When songs are referred to as ‘being in minor’, what musicians actually mean is that the VI chord is the home chord. This is where Aeolian lives.
To learn how to write and improvise with Aeolian you must first learn all five shapes, take them around all keys, connect the shapes and finally run them through the cycle of 4th.
Do this and you will never forget your Aeolian scale shapes.
The best way to approach this scale is to add two notes to the Minor Pentatonic. Study the diagram below and make sure you can see the connection between the Aeolian mode and the Minor Pentatonic scale.
Only two notes have been added, the 2nd and the b6th.
Connect Aeolian scale shapes
When you can play this exercise in A, move on to all other 12 keys. Remember to push the BPM!
In the advanced course, we find more ways to practise this scale.
For example, we play all exercises backward.

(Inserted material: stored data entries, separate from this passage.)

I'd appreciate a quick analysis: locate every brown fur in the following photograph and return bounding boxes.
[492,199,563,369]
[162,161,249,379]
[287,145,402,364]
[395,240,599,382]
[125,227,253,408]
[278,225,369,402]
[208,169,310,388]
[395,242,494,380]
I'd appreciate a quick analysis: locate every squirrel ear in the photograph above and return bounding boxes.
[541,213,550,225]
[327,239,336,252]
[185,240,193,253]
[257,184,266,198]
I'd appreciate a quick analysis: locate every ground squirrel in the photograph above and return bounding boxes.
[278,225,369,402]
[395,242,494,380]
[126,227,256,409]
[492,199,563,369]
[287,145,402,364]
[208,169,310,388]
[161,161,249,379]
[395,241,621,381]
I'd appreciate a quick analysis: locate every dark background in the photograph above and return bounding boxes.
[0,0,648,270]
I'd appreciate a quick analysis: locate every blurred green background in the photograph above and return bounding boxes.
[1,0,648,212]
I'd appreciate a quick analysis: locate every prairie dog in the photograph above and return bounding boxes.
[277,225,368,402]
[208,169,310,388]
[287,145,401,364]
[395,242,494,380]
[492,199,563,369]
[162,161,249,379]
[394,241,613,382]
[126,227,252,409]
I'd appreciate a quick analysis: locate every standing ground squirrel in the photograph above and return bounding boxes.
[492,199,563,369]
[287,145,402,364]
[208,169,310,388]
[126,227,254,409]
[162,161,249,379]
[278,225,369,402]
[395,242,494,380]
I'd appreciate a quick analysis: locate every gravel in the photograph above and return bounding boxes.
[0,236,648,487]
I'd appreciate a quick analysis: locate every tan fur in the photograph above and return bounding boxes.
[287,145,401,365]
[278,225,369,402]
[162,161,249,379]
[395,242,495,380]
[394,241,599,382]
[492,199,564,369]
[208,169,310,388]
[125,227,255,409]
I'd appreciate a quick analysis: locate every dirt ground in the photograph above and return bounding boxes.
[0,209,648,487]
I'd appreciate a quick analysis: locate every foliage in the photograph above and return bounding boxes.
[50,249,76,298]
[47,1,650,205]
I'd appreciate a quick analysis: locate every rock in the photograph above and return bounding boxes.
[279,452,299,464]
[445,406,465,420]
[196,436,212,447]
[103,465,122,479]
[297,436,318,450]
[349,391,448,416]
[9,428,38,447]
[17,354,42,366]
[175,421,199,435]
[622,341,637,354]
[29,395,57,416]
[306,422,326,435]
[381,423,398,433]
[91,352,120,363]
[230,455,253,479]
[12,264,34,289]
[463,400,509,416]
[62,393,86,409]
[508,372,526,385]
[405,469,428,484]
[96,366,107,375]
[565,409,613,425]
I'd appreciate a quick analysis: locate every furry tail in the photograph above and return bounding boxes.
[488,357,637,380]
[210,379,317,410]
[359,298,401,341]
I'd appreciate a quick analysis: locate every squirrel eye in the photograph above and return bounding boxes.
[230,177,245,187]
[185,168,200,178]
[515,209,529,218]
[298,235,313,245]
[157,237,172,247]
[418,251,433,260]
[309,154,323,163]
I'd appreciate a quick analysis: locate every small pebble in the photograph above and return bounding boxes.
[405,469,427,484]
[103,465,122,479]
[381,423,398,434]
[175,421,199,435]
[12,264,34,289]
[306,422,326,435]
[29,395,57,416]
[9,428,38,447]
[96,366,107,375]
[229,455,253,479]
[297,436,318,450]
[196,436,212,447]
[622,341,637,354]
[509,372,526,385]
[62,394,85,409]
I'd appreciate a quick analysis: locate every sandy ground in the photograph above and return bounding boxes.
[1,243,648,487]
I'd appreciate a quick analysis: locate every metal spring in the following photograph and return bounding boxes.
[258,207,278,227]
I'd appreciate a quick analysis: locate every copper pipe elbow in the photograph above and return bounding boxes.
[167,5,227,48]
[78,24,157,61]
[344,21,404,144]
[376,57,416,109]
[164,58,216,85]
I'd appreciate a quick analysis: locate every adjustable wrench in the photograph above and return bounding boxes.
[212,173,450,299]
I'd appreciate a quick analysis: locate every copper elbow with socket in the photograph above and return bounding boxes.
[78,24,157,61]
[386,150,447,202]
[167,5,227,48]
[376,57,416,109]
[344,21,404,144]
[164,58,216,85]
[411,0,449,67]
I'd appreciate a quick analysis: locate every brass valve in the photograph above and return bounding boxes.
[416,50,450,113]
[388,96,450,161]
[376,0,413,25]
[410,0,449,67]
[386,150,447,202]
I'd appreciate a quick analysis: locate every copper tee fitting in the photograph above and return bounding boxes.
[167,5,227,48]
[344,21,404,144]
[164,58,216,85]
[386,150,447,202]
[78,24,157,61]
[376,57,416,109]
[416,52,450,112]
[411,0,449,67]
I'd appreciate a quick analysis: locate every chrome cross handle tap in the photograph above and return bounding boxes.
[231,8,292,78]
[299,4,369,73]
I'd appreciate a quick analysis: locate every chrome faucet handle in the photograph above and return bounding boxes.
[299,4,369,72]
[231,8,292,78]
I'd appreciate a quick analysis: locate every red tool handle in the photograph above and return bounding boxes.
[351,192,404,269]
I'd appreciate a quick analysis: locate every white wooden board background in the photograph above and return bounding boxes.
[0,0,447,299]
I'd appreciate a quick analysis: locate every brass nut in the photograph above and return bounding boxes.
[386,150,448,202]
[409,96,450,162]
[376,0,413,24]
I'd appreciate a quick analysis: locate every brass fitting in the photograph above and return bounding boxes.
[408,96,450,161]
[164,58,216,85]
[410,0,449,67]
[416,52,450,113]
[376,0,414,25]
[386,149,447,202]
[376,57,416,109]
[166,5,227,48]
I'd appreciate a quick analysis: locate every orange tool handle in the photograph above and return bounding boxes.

Starting at the highest point, moving down the neck instead.
We also look at changing the rhythm when playing it as well as playing it ‘in 3rds’.
When you take the advanced course I will, step by step, guide you to learning all modes, so much so that you will never forget them.
Aeolian and the cycle of 4th
This exercise takes the Aeolian mode and runs it through the cycle of 4th using the closest shape possible.
As always, this exercise should be pushed to high BPM levels for maximum effect.
The full pattern of the cycle of 4th exercise looks like this:
A Aeolian – Em shape, D Aeolian – Am shape, G Aeolian – Dm shape, C Aeolian – Gm shape, F Aeolian – Cm shape.
Then, move up a semitone from where you started and play Bb Aeolian in an Em shape.